The prepared environment.
The prepared environment is one of the cornerstones of a Montessori education. The North American Montessori Teachers' association defines the prepared environment as the "concept that the environment can be designed to facilitate maximum independent learning and exploration by the child". It is not only the physical classroom that is involved in this massive and deliberate preparation. The role of the teacher in setting the tone of the classroom is key to the prepared environment. Developing deep, meaningful, and lasting connections with students is the beginning of a long process to develop a safe classroom.
I do this through greeting the children through eye contact and handshakes in the morning, and long work periods where I can work individually with my children as I need. I develop connections with parents through greeting them at the door, frequent updates via email and our social media. Being aware of my students' emotional and physical needs will determine what practices to follow in order to support the whole child. As an example, if I have a student with separation anxiety, I create a "goodbye and hello" plan, where the child eases into work with the help of a visual schedule or "transition box" with favourite pictures and toys from home.
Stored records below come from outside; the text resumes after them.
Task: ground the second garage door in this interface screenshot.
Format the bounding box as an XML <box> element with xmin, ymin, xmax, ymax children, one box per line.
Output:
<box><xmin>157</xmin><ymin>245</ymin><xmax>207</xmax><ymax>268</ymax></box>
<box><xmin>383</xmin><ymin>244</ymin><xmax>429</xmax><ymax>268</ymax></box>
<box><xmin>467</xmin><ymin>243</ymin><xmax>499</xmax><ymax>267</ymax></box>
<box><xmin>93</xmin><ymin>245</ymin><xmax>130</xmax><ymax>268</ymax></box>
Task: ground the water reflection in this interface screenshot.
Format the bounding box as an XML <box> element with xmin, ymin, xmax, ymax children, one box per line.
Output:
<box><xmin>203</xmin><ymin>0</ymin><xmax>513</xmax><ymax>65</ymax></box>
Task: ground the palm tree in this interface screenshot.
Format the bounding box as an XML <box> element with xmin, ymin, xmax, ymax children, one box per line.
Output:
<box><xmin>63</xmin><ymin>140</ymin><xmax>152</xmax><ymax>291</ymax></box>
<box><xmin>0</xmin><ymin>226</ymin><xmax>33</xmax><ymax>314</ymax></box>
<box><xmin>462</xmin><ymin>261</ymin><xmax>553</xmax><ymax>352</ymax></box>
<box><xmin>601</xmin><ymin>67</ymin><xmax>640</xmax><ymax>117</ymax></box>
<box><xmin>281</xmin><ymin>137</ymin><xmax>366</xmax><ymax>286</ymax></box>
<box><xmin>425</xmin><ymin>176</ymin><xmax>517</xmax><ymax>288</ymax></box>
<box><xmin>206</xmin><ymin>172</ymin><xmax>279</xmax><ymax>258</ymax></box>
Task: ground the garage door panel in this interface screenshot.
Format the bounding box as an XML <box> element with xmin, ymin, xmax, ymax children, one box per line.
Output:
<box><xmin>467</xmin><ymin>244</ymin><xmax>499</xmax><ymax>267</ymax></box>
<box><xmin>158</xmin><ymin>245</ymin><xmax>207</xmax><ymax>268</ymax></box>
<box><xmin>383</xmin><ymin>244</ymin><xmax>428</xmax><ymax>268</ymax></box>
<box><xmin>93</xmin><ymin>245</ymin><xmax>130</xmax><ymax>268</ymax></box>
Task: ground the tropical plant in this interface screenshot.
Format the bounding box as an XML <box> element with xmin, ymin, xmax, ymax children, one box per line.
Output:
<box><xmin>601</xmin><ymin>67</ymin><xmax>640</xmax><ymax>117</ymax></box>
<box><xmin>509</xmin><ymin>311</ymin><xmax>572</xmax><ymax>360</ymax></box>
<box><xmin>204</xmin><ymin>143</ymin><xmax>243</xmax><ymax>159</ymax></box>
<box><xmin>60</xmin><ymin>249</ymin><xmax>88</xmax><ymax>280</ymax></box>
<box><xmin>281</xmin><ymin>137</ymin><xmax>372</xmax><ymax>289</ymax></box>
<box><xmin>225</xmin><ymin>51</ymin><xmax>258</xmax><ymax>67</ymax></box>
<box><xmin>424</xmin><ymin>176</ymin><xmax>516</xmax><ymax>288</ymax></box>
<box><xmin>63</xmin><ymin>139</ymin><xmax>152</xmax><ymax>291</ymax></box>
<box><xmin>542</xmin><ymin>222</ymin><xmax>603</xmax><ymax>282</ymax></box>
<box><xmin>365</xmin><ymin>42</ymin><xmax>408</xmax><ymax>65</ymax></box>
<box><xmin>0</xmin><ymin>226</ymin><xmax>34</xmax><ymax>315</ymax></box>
A child who frequently burst with the need to tell a story will be given many opportunities to converse freely on a topic while learning when to stay quiet (during a circle time) and show respect (when another student is speaking).
Natural consequences and learning from mistakes.
My first rule in my classroom is the "golden rule" that passes through all cultures. "Do only what you would like to have done to you" (this goes very well with "hands to yourself" and "if you have nothing nice to say, say nothing at all"). Building the relationships between my children and demonstrating respect for them and the classroom is at the forefront of my head. My natural consequences system is in tune with a principle I learned with my work as an early childhood educator. I make very clear from the first day that if someone is hurt, physically or emotionally, there will be a natural consequence that follows. This may be doing something kind for the injured child, such as drawing a picture for them or working kindly together during a work period. On a smaller scale, children who break materials are to fix them, or replace them as needed.
Honoring the child.
Children are learning to understand the multitude of emotions that claw at them. A child who is told to leave her unfinished work to come to the carpet for circle time may cry or show anger, demonstrating not necessarily a stubbornness or dislike of circle, but a strong need for order and completion. The best way to honor a child as they grow is to connect and empathize - "I know you wanted to finish your puzzle. I don't like to leave things unfinished either. But I know that my puzzle will be back when I am done with the circle, and I can finish it at work time. You can choose to join us at circle, or sit quietly in the peace corner until you are ready to join us again." Honoring the child in a positive way is also important. Drawing attention to the good qualities and praising is vital to their growth. I learned from an influential family member to "praise ten times as much as you correct". This is a challenge for me, as with some children it can be difficult to find praise. Patience is key, and eventually something worthy of applause (or at least a thank you).